Le monde à l'endroit – Ron Rash

Par Theoma

« Tu sais qu’un lieu est hanté quand il te paraît plus réel que toi. »

Travis Shelton, 17 ans, découvre un champ de cannabis en allant pêcher la truite au pied de Divide Mountain, dans les Appalaches. C'est un jeu d'enfant d'embarquer quelques plants sur son pick-up. Trois récoltes scélérates plus tard, Travis est surpris par le propriétaire, Toomey, qui lui sectionne le tendon d'Achille, histoire de lui donner une leçon.

Une écriture granitique, contemporaine, enracinée dans la terre. Un auteur inspiré par son pays. Le paysage vibre, la nature est évoquée à la perfection. On ressent les clapotis émis par la rivière, le bruit du vent. On a le souffle coupé par les grands espaces.

Des vies cabossées, des personnages fissurés, la corrosion du monde, la faiblesse et la violence des hommes, la fin de l'insouciance, la recherche du père et de sa place dans le monde. Une tension permanente. Un roman d'une superbe âpreté. Féroce et perturbant.

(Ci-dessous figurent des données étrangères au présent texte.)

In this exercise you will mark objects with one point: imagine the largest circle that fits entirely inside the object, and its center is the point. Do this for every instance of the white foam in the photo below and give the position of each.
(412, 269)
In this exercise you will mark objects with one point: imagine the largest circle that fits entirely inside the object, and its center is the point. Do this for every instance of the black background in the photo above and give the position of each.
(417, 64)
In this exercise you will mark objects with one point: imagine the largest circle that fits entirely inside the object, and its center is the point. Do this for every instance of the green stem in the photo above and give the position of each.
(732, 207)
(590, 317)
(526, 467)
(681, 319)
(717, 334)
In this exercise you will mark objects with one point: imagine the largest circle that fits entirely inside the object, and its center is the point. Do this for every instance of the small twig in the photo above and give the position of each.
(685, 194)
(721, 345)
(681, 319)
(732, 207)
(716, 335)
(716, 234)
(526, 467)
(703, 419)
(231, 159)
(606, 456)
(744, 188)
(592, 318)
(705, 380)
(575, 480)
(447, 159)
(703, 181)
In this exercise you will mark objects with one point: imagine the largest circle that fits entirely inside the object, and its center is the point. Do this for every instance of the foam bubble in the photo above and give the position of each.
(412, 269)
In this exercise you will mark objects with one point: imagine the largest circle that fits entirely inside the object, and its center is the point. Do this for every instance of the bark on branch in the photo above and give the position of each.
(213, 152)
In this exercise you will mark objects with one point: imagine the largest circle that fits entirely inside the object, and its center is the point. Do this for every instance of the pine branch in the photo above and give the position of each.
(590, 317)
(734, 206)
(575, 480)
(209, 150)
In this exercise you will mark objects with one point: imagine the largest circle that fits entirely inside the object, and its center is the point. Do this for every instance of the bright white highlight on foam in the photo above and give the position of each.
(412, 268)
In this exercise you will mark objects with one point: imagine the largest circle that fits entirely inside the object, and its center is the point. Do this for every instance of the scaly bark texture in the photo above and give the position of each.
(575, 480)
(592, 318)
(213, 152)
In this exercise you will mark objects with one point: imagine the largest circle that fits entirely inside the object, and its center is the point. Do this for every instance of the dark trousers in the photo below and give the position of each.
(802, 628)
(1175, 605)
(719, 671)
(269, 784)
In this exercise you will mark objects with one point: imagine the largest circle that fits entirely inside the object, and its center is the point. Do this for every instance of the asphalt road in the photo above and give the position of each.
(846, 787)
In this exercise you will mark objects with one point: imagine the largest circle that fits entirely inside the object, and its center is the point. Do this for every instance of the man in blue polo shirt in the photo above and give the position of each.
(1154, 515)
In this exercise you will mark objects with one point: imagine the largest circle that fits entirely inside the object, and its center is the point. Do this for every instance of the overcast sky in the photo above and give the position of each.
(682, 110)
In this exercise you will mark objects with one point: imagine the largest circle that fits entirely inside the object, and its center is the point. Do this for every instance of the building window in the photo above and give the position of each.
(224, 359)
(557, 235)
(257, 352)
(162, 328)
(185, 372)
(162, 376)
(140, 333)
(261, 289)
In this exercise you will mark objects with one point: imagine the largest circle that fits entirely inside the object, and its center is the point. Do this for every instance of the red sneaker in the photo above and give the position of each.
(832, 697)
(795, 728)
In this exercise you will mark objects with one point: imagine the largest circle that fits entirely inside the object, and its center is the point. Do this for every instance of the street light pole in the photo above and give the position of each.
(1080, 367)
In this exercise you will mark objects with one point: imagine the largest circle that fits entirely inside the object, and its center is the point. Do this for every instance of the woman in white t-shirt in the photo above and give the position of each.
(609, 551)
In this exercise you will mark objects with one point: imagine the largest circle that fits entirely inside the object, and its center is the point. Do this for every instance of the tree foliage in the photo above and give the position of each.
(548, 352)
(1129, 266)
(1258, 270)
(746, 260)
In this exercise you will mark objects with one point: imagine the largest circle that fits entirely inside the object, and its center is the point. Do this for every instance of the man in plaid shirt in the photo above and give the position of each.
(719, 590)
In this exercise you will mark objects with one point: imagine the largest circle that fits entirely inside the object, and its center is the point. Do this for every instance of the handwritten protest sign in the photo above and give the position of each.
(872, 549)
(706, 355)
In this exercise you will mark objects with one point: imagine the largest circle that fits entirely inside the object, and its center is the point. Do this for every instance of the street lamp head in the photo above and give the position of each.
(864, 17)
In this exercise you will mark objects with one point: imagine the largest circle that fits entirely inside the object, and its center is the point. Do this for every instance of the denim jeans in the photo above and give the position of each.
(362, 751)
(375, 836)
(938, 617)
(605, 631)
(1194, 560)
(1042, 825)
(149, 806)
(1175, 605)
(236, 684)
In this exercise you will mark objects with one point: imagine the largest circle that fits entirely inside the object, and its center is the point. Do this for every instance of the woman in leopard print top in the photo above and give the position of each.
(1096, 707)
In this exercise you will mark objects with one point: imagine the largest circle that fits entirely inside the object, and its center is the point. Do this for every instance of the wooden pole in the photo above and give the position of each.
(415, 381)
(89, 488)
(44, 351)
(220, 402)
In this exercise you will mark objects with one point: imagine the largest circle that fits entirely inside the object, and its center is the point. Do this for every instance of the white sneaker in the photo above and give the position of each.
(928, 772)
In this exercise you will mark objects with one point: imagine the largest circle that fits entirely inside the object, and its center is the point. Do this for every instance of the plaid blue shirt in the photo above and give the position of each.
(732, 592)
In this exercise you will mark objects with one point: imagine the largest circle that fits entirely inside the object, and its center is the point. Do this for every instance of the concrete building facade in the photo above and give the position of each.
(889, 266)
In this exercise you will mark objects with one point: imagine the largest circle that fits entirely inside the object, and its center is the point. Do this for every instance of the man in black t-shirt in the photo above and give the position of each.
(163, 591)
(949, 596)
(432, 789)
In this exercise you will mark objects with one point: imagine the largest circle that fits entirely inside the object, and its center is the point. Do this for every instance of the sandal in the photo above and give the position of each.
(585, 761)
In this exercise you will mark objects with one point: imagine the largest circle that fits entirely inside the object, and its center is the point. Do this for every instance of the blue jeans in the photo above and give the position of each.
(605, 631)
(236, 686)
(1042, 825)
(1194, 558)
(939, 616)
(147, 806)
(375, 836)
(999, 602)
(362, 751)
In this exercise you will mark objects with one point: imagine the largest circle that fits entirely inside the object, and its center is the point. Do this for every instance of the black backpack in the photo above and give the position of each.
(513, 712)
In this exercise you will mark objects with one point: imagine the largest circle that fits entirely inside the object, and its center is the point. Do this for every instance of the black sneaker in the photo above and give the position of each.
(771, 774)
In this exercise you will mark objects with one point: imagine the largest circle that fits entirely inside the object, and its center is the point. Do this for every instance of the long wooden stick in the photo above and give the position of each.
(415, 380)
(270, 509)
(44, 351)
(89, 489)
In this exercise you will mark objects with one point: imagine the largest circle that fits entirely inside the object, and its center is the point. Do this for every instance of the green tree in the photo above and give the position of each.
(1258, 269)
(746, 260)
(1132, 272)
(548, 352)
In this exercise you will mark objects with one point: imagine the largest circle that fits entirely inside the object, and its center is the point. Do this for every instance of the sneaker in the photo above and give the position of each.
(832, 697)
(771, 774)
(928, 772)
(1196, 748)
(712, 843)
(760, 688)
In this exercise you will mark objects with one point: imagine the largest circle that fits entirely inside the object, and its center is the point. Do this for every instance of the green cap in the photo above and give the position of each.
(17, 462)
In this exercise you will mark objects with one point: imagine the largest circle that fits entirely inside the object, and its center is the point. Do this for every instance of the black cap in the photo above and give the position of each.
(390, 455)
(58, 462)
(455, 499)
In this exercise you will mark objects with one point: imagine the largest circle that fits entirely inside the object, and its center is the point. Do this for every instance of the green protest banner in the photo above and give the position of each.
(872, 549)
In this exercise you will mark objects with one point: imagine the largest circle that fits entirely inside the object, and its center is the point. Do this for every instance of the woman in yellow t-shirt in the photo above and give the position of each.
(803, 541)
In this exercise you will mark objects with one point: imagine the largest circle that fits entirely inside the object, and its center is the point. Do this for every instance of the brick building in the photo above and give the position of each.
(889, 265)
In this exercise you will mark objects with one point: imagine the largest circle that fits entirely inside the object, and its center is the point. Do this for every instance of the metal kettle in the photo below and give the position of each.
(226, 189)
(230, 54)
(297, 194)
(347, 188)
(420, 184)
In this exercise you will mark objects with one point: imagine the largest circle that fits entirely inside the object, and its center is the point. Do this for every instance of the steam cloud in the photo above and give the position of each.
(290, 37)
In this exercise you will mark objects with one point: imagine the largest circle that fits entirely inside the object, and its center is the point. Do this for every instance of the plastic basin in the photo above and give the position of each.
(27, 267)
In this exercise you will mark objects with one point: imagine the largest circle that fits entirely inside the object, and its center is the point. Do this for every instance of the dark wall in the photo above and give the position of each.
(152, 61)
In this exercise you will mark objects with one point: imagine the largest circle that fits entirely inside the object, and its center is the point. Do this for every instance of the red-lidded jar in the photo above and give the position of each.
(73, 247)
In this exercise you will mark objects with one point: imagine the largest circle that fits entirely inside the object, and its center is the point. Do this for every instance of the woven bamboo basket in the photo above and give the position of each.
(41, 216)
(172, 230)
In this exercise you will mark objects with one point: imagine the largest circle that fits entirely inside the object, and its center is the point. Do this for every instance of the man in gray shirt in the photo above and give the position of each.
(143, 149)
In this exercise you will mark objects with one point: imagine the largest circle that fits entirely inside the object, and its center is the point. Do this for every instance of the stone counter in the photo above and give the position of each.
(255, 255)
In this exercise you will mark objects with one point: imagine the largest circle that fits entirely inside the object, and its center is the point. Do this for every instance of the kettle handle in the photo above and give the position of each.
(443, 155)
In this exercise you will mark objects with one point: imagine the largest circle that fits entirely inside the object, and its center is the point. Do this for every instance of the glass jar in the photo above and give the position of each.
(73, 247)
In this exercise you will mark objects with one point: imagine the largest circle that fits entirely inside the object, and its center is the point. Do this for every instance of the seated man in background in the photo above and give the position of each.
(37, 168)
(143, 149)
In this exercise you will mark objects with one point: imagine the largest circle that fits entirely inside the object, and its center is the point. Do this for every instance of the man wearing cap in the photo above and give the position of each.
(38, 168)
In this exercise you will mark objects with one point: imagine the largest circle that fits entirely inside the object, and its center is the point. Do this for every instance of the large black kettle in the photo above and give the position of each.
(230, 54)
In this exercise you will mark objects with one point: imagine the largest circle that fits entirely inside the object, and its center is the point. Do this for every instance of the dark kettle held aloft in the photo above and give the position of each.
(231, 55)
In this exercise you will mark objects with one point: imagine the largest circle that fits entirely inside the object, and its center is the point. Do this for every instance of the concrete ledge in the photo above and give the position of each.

Malgré tout, je suis restée passablement en-dehors. J'ai davantage été soufflée par le style que par l'histoire. Qu'importe ! Je vais m'empresser de découvrir les autres titres de Ron Rash, dont notamment, l'incontournable Un pied au paradis.

Seuil, 280 pages, 2012, traduit avec inspiration de l'anglais par Isabelle Reinharez

Extrait

« Quand il était petit, la mère de Léonard s'était souvent assise dehors sur les marches de leur ferme, restant parfois une demie heure les yeux fixés sur les montagnes qui s'élevaient au-delà de leur pré. C'est si joli que ça m'emporte loin de moi, lui avait-elle expliqué un jour d'une voix douce, avec l'air de lui confier un secret. Une bible ou la messe ne lui suffisait pas toujours, lui avait-elle avoué. Voilà pourquoi avant tout, il faut un monde, avait-elle ajouté. Dans les jours qui avaient suivit le départ d'Émilie et de Kéra, Léonard avait tenté de voir le monde comme l'avait vu sa mère. Il avait pris sa voiture pour aller au bord de la Calumet River, l'unique endroit où il y avait assez d'arbres pour dissimuler un paysage semblant avoir été aplani par un rouleau à pâtisserie géant. Il s'était assis sur la berge et avait scruté les peupliers et les bouleaux, les aulnes noirs et les hamamélis blottis sous les arbres plus grands, l'eau lente et brune, en s'efforçant de trouver la même paix intérieure que sa mère, des années auparavant, sur les marches de la galerie. »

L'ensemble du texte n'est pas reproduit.